Le cinquième panel a finalement abordé la question de la directive relative à la protection des données à caractère personnel traitées à des fins de prévention et de détection des infractions pénales. L’on a beaucoup reproché à la Commission, dès le lancement du paquet de réformes, qu’elle a manqué d’ambition. Trois axes ont marqué la discussion : la directive constitue-t-elle un recul, un progrès et qu’en sera-t-il de l’accès des autorités publiques aux données détenues par le secteur privé ? Ainsi, le projet de directive est silencieux sur la question de l’organe qui superviserait le traitement des données par la police et la justice dans les Etats membres, ce qui est considéré comme un recul. Mais au cours des discussions, la Commission a fait comprendre que dans deux ans, elle aborderait la question.

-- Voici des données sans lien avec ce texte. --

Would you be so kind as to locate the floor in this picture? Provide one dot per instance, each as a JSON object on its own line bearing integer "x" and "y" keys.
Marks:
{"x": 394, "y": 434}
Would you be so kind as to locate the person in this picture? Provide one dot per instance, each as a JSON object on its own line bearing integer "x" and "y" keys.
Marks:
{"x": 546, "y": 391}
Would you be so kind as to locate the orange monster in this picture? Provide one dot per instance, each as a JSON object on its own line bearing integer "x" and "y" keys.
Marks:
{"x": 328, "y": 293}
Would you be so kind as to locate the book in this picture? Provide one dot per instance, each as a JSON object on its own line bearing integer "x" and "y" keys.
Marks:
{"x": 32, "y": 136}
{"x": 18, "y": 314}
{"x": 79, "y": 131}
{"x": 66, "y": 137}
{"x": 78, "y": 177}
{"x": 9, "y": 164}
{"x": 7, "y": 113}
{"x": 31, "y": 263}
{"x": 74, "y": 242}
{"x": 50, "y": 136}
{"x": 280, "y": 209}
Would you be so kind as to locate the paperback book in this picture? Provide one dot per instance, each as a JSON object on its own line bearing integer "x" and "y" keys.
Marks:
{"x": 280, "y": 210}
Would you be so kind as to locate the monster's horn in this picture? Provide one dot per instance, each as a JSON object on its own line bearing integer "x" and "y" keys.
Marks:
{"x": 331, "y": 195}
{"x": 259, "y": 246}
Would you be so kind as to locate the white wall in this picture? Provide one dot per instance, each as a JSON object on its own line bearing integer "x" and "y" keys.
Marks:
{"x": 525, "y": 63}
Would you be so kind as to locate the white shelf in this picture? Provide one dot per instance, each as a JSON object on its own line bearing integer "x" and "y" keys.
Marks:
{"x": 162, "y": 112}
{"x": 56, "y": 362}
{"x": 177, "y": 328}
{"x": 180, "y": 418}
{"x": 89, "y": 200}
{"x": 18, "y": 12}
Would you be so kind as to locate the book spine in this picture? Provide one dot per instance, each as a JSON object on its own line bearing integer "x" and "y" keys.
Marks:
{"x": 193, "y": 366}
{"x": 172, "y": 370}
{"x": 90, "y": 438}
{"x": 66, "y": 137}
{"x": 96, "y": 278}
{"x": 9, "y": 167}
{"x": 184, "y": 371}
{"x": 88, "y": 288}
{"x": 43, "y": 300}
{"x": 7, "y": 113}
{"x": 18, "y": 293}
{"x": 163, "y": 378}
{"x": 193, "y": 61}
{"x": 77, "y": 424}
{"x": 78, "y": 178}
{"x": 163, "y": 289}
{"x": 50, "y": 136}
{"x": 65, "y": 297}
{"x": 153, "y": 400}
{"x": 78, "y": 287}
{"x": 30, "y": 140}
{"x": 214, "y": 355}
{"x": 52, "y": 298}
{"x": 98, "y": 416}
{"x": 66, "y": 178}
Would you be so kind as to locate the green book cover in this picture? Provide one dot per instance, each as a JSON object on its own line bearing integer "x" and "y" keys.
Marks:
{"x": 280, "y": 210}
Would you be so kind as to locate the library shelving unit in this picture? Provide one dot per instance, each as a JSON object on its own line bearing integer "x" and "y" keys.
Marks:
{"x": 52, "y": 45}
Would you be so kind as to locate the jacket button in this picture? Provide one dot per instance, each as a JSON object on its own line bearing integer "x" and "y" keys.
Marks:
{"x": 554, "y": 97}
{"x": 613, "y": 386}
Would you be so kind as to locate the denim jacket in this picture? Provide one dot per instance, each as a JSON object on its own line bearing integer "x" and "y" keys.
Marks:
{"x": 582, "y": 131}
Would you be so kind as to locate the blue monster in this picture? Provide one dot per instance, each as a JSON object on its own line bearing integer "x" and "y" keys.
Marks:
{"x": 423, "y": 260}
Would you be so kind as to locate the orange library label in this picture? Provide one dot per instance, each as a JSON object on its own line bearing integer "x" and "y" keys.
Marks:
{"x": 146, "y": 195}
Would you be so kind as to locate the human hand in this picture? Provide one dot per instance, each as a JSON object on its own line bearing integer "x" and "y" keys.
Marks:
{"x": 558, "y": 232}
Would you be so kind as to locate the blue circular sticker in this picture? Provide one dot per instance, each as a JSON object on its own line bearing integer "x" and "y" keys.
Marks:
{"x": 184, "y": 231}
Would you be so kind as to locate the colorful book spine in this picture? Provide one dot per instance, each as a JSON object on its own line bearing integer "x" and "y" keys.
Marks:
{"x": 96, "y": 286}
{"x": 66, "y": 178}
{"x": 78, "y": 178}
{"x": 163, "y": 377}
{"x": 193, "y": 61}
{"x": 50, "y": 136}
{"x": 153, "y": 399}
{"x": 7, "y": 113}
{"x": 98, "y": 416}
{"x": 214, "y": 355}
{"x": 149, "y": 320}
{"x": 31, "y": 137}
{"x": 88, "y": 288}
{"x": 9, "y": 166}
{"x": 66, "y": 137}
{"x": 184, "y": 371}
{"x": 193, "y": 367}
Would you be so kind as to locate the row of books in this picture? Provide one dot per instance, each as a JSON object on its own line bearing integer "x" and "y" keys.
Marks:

Pour le représentant polonais, Wojciech Rafał Wiewiórowski, le règlement constituera un progrès, car le pays ne connaît pas encore des règles aussi strictes, puisque la directive doit aussi s’appliquer à ce qui se passe dans les Etats membres, et pas seulement aux transmissions transfrontalières de données. Une autre hypothèse  a été avancée par la représentante autrichienne, Eva Souhrada-Kirchmayer. Si la directive doit conduire à une harmonisation pleine, elle constituera un recul, car certains pays ont des règles plus strictes qui seront affaiblies. S’il s’agit d’une transposition a minima, ce sera par contre une bonne base, car les uns recevront enfin des règles plus précises qui répondent à une norme plus élevée de protection des données, et les autres pourront continuer à appliquer leurs règles plus strictes.

Quant à l’accès des autorités publiques aux données du secteur privé, le constat a été dressé que la directive de 2006 sur la conservation de données générées ou traitées dans le cadre de la fourniture de services de communications électroniques accessibles au public ou de réseaux publics de communications est mal appliquée. L’Allemagne a vu une procédure de non-transposition engagée contre elle, après le rejet d’une loi de transposition par la Cour constitutionnelle de Karlsruhe, et alors que le traité de Lisbonne a introduit une obligation de réguler toute conservation de données.   

Le sentiment général qui a par ailleurs commencé à prévaloir au cours de la conférence, et cela même si la résolution finale est restée silencieuse sur cette question,  nous a confié Gérard Lommel, c’est que la procédure législative concernant le règlement définissant un cadre général de l’UE pour la protection des données et celle concernant la directive relative à la protection des données à caractère personnel traitées à des fins de prévention et de détection des infractions pénales finiront par être découplées, contrairement à ce que souhaite la Commission. Mais il ne sert à rien, pense l’expert luxembourgeois, de précipiter les choses sur la directive.